— Господин…
Ярослав явно через силу, со стоном уселся на кровати, тихонько застонав от боли и обхватив рукой лоб.
— Заткнись и слушай, — диктатор холодно смотрел на Генриха. — Сейчас ты оторвёшь свою задницу от кресла, и сделаешь всё, чтобы сохранить мой Рарден. Ты меня понял?
— Д-да, великий диктатор, — выдавил Генрих.
— Не слышу!
— Да, великий диктатор!
— Не слышу!..
— Да, великий диктатор!! — заорал Воронов и… проснулся.
Тяжело дыша, он откинулся в кресле — этот сон совершенно выбил его из колеи. Немыслимо, чтобы смертельно больной человек смог не только подняться, но и просто говорить.
Генрих перевёл взгляд на Ярослава и начал медленно холодеть — диктатор лежал всё так же спокойно, и как десять минут назад, уставившись пустым взглядом в потолок…
Не моргая и не дыша.
Это случилось.
"Это случилось", — со всевозрастающим ужасом понял Генрих, и…
И впервые за очень долгое время он не знал, что ему делать.

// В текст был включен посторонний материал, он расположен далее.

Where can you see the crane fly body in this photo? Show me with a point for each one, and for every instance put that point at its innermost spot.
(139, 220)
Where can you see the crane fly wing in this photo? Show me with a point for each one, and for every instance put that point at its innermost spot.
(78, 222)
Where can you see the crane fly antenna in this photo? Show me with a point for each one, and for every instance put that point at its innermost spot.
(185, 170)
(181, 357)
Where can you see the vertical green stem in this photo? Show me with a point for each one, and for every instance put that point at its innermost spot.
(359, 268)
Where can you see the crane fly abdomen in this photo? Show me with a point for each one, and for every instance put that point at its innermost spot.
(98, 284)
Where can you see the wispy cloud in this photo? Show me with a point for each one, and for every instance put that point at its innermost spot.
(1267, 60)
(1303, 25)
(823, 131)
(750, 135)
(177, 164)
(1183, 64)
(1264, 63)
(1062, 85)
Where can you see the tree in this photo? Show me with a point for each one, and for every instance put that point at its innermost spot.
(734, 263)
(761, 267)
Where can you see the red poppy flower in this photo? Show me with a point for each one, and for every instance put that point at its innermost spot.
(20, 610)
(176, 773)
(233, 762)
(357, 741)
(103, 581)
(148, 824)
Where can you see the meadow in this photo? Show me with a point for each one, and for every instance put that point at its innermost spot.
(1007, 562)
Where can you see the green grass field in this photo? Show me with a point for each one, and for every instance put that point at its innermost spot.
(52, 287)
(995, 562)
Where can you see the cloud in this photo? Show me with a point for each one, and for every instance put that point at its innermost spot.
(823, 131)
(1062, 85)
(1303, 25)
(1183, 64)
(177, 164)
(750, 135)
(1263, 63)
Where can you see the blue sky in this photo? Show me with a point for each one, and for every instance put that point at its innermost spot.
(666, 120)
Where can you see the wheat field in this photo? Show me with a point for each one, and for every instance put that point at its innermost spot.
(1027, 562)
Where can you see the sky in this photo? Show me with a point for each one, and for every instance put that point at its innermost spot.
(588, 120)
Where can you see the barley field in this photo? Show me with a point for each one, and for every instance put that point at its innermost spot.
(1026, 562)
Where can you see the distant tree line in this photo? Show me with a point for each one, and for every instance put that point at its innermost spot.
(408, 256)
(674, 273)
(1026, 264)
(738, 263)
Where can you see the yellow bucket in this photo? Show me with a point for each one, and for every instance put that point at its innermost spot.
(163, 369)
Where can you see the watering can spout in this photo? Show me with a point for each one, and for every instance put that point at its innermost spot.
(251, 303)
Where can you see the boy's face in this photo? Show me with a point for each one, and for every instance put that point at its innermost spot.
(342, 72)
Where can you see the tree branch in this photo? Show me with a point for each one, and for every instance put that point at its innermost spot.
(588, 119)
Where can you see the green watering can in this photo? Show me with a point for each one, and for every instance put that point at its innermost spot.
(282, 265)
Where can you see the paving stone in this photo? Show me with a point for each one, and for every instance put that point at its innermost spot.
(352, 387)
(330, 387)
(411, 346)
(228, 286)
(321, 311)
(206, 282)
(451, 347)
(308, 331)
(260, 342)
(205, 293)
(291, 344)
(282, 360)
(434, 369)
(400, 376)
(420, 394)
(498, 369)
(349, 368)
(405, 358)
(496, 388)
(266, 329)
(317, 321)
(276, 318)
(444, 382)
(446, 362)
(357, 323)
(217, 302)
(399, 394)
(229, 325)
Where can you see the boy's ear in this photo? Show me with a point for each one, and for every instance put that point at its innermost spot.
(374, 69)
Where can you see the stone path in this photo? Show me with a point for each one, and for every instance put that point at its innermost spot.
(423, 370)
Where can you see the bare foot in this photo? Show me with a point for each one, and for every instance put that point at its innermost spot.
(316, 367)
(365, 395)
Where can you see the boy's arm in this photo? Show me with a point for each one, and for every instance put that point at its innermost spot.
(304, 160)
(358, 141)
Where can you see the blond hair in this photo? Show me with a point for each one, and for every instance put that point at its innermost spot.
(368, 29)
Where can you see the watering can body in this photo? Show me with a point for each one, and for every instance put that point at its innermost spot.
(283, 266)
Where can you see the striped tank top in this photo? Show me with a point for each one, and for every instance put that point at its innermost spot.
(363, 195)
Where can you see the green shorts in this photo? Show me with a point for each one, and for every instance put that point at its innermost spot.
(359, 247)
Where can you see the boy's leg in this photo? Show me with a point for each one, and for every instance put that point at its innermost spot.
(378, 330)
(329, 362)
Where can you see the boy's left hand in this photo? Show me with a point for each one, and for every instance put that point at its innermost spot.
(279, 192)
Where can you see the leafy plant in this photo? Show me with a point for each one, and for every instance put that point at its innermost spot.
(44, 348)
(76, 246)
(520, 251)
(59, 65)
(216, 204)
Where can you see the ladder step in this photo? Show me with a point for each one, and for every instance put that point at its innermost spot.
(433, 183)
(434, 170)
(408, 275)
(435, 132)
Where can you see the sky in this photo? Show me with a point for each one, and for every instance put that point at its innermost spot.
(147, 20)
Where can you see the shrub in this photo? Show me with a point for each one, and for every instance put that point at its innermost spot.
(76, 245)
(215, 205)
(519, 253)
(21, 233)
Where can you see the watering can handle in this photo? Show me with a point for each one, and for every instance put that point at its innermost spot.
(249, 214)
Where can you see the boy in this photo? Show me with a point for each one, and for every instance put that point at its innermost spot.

Отчаянье накатило неотвратимой всесокрушающей волной, и генерал в бессилие сжал ладонями виски, раскачиваясь взад-вперёд в кресле. Но вдруг он резко отнял руки от головы и внимательно посмотрел на мёртвого Ярослава.
Что-то было не так.
Воронов встал из кресла и подошёл ближе к кровати.
"Одеяло", — понял генерал. "Оно смято. Смято, как будто…"
Как будто диктатор пытался встать.
И тут Воронов вспомнил свой сон.
Кулаки генерала сжались словно бы против его воли.
Генрих наклонился к безжизненному телу государя, и закрыл его глаза.
Отчаянье ушло — теперь у генерала Воронова был приказ, который следовало немедленно исполнять. Пускай его и не никто не отдавал.
Он сделает всё, что сможет.
— Да, великий диктатор Ярослав. Я всё исполню.
Генрих понял — война уже объявлена, пускай только ещё в его сердце, но она объявлена.
Генерал вынул из ножен меч и длинный кинжал.
Он нанесёт удар первым.
* * *
Империя Рарден, Старолесский монастырь, 17 мая 1607 г. от Р. С., 00:14
Патриарх Климент засиделся над этими проклятыми (прости Сотер!) бумагами до самой ночи. Как оказалось, высшая духовная власть в Рардене мало чем отличалась от светской — та же бюрократия и волокита.
Климент устало вздохнул и, поколебавшись, всё-таки отложил перо в сторону. Нет, всё же лучше будет сегодня хотя бы немного отдохнуть, тем более что завтра подниматься следует часа этак в четыре — дел по самое не балуйся…
Патриарх по давней привычке хрустнул пальцами и потянулся — без посторонних можно было и отбросить соответствующую чину важность, да и молод он ещё для таких привычек — как-никак только два месяца как отметил сорокалетие.
Климент знал, что стал самым молодым главой Ортодоксальной Церкви за, пожалуй, добрую пару сотен лет, но не находил поводов гордиться этим. За такую головокружительную карьеру стоило благодарить или лучше проклинать Вторую Всемирную и Гражданскую войны, когда более старые монахи в большинстве своём просто погибли, не в силах адаптироваться к новым условиям.